A new Issue Brief is now available that addresses opportunities to improve nutrition for older adults and also reduce the risk of poor health outcomes. It is available at this address, http://nutritionandaging.org/wp-content/uploads/2017/03/Malnutrition-Issue-Brief-final-3-2017.pdf.
During National Nutrition Month we focus time on the issue of nutrition, because as people age, they may experience malnutrition. Appetite and the body’s ability to process food may decrease with age, while health conditions and use of medications that can affect nutrition status may increase. In addition, limited ability to shop for and prepare food can affect a person’s access to it. Factors like isolation and depression also can affect nutrition.
Malnutrition may lead to poor health in older adults. Fortunately, states, aging and health services providers, and health plans can access evidence about opportunities to improve older adults’ nutrition status. Interventions include provision of meals and meal enhancements. These interventions can improve the nutrition status of many older adults who are at risk of undernutrition in the community or in the hospital. Evidence shows that Older Americans Act nutrition programs also help older adults.

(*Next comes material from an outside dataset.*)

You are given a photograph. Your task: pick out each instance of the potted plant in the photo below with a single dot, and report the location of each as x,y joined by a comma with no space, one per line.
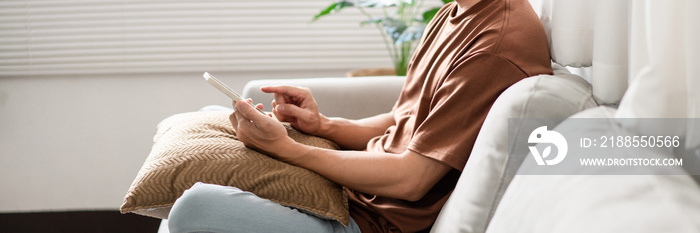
401,24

The issue brief offers examples for states and others to consider about how they might improve older adults’ health and well-being through malnutrition interventions for community-living older adults and those experiencing hospitalization.
Examples the issue brief describes could assist state and local officials from State Units on Aging, Medicaid programs, and health care organizations that serve older adults. Please note that this issue brief does not address nutrition in group residences like nursing homes and assisted living.